Thursday, May 31, 2012

Paul McCartney: Paradigm Shifter

Joel Arthur Barker wrote a great book in the 1980s about paradigms and how paradigms shift when new evidence is developed to solve outstanding problems with the current perspective. He had some great lines, like "when the paradigm shifts, everything goes back to zero."

One thing I remember about his research is that very often the paradigm shifter comes from outside the accepted mainstream. The reason for this is that those who apply themselves from the outside come to the problem with a different perspective. Today we don't talk too much about paradigms. In the business world, the current language is about disruption. Clayton Christensen has written extensively about innovation and how it creates disruption in marketplaces. The message is the same: when disruption occurs, everything goes back to zero. Think of the rules being rewritten by many technology companies that derived business models that fundamentally changed the game through innovation in creating new solutions to problems that weren't being addressed by existing business leaders.

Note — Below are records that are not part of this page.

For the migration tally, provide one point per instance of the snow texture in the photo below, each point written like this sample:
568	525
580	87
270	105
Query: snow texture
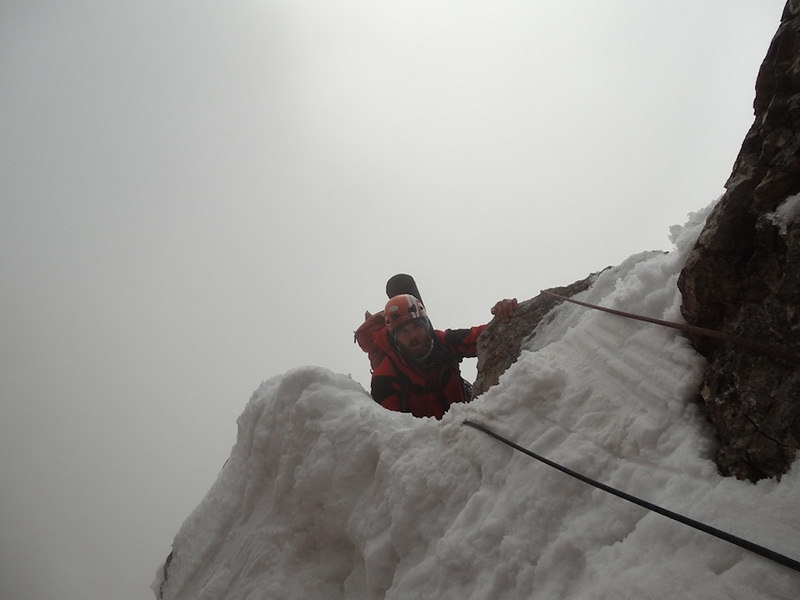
327	495
785	214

Remember upstart Dell demolishing IBM's market share in computers? Remember upstart Walt Disney inventing the feature length cartoon and turning out the highest grossing movie ever with Snow White and the Seven Dwarfs, when nobody in Hollywood would dare try to make a full length feature cartoon? He did the same with the reinvention of the amusement part and was laughed at when he said he was going to build Disneyland and charge admission. It was unheard of at the time. There is no shortage of stories about paradigm shifters, and I find them fascinating.

I recently came across a story about ex-Beatle Paul McCartney. The man who signed The Beatles to a recording contract after they were turned down by every major recording company in England was their eventual record producer, George Martin.

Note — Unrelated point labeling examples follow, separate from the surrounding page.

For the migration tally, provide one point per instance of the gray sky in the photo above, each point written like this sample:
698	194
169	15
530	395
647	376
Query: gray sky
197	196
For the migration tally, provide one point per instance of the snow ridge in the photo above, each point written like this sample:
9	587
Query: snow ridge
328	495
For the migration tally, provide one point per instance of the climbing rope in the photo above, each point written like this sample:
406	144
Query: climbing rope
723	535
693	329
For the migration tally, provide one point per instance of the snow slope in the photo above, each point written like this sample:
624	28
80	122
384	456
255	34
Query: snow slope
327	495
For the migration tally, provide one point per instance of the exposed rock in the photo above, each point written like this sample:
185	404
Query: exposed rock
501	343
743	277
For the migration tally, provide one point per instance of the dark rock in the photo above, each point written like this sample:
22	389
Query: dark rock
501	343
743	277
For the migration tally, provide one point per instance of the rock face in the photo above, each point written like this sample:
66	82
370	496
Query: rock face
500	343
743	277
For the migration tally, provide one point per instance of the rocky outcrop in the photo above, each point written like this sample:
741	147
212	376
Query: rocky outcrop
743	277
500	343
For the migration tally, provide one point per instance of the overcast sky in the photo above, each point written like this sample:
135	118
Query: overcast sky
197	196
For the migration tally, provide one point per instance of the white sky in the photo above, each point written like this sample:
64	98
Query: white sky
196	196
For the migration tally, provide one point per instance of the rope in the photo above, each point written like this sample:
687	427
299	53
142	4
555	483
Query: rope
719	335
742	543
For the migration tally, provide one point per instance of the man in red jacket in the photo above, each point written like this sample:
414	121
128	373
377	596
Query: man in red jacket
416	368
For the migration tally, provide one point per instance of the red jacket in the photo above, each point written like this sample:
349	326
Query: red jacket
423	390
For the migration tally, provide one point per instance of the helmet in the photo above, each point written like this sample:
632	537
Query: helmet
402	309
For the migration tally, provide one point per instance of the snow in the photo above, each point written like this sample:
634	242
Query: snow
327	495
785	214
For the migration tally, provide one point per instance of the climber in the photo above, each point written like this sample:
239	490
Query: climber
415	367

Writing in his 1979 memoirs "All You Need Is Ears," George Martin talks about how in his opinion, both John Lennon and Paul McCartney's lack of formal musical training played a major part in their success as a song writers and composers. With regards to Paul, he writes:

"I think that if Paul, for instance, had learned music 'properly' -- not just the piano, but correct notation for writing and reading music, all the harmony and counterpoint that I had to go through, and techniques of orchestration -- it might well have inhibited him. He thought so too. (And after all, why should he bother, when he had someone around who could do it for him?) Once you start being taught things, your mind is channelled in a particular way. Paul didn't have that channelling, so he had freedom, and could think of things that I would have considered outrageous. I could admire them, but my musical training would have prevented me from thinking of them myself. I think, too, that the ability to write good tunes often comes when someone is not fettered by the rules and regulations of harmony and counterpoint. A tune is a one-fingered thing, something that you can whistle in the street; it doesn't depend on great harmonies. The ability to create them is simply a gift." (All You Need Is Ears, P.p. 139-140)

 George Martin was a classically trained musician with all of the fixings. The Fab Four were self-trained but determined lads who George Martin didn't think were anything too special when he first listened to them, but liked them personally and was looking for a new band for his Parlophone record label. Somehow Paul and John were able to craft catchy pop songs combined with a particular cheeky and likable persona that appealed to the masses. To a great degree, says George Martin, they were able to succeed to the extent that they did because they were outsiders uninhibited by the existing rules of the music business. Whatever seemingly crazy musical idea they had, they would set producer George Martin about the task of figuring out how to achieve it. For example, the Sgt. Pepper's Lonely Hearts Club Band album was recorded by Mr. Martin on four-track tape, and was considered a monumental achievement of music recording at the time, and will always be admired as a breakthrough in recording innovation.

I used to think that producer George Martin was the secret to the Beatles success, but while he played a considerable role in bringing their audible visions to reality, he claims that almost all of the big ideas regarding the content of the music came from "the lads."

While reading about The Beatles recently online, I came across a reference to popular and successful classical composer of the 20th century (who's name I can't recall) who was once asked who the great arrangers of the 20th century were and his first choice was Paul McCartney for his compositional vision of the elements of those great and timeless Beatles songs. Both he and John Lennon, and I suppose all great composers, would compose in his head and play with arrangements until they sounded the way he wanted them to sound, then they would bring their ideas to Mr. Martin, who would help them achieve their vision in the recording studio.